Wednesday May 20, 2020

Physical Activity
You may be facing all sorts of new challenges right now – learning online, missing friends and social activities, and trying to stay active during quarantine. Sometimes, everyone needs a little encouragement to keep going! Who is your cheerleader? Think of someone who is always in your corner, will motivate you to keep working hard, and help you celebrate all the small wins. Connect with them today!

Workout of the Day (WOD)!
• Use this A-B-C exercise guide (with video demonstrations)
• Using the associated exercises, spell “ENCOURAGE”. Social support helps you to start and continue exercise. Have a friend join you in your exercise!

Your ‘yellow’ challenge today is to extend the WOD:
• Use this A-B-C exercise guide:
• Using the associated exercises, spell “ENCOURAGEMENT”

Today’s “red” activity involves encouraging your friends to be physically active with you! Can you set up a group video call to exercise together? Or text each other with healthy tips? Having a workout partner helps motivate you and makes it more fun!

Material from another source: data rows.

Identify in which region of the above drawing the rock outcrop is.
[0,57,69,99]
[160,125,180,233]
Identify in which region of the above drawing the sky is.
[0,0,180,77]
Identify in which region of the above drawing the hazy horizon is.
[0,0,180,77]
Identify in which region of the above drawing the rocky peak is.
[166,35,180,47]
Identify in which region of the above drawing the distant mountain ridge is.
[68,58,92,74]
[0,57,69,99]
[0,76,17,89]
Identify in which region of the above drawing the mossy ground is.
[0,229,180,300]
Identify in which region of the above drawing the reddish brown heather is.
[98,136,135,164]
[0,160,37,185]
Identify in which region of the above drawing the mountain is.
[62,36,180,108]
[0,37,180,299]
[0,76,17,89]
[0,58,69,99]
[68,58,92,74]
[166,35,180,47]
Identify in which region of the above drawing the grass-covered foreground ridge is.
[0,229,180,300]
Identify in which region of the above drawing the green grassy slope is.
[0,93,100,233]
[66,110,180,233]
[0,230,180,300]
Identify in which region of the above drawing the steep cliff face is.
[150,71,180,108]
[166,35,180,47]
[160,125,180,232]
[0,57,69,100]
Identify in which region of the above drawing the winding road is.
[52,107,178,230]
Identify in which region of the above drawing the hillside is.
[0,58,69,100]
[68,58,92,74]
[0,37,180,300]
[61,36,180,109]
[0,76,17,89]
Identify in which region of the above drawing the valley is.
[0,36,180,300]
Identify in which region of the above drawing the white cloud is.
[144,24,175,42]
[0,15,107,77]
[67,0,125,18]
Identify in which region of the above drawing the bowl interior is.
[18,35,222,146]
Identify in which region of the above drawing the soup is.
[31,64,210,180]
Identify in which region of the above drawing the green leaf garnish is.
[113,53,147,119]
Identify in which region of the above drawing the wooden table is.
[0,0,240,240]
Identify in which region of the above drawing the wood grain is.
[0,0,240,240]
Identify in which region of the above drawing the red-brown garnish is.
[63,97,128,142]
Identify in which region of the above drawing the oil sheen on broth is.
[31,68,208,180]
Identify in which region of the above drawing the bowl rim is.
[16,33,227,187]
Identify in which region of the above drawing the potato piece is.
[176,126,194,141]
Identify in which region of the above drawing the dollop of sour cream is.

Nutrition and Healthy Eating
Healthy Snack Hack- Hummus
Today, we’re serving up an easy hummus dip in honor of National Hummus Day (who knew?!). The main ingredient in hummus is chickpeas, which pack a serious punch of plant-based protein so they are an excellent meat replacement. They are also filled with fiber, so this snack is sure to fill you up and keep you satisfied. Our easy recipe swaps some ingredients you may not have on hand (like tahini) with some simple spices so you can whip this up anytime.
Hummus Dip
· 1 can garbanzo beans (chickpeas),
drained and rinsed
· 2 to 4 tbsp. water
· 2 tbsp. extra virgin olive oil
· 1 tbsp. lemon juice
· 1 garlic clove, minced
· 3/4 tsp. ground cumin
· 1/4 to 1/2 tsp. salt
Instructions:
• Add the chickpeas, 2 tablespoons of water, the olive oil, lemon juice, garlic, cumin, and 1/4 teaspoon of salt to a food processor or blender. Process until smooth and creamy. If needed, add additional water to thin out the hummus and 1/4 teaspoon of salt to taste.
• Enjoy with veggies or whole grain crackers or pita.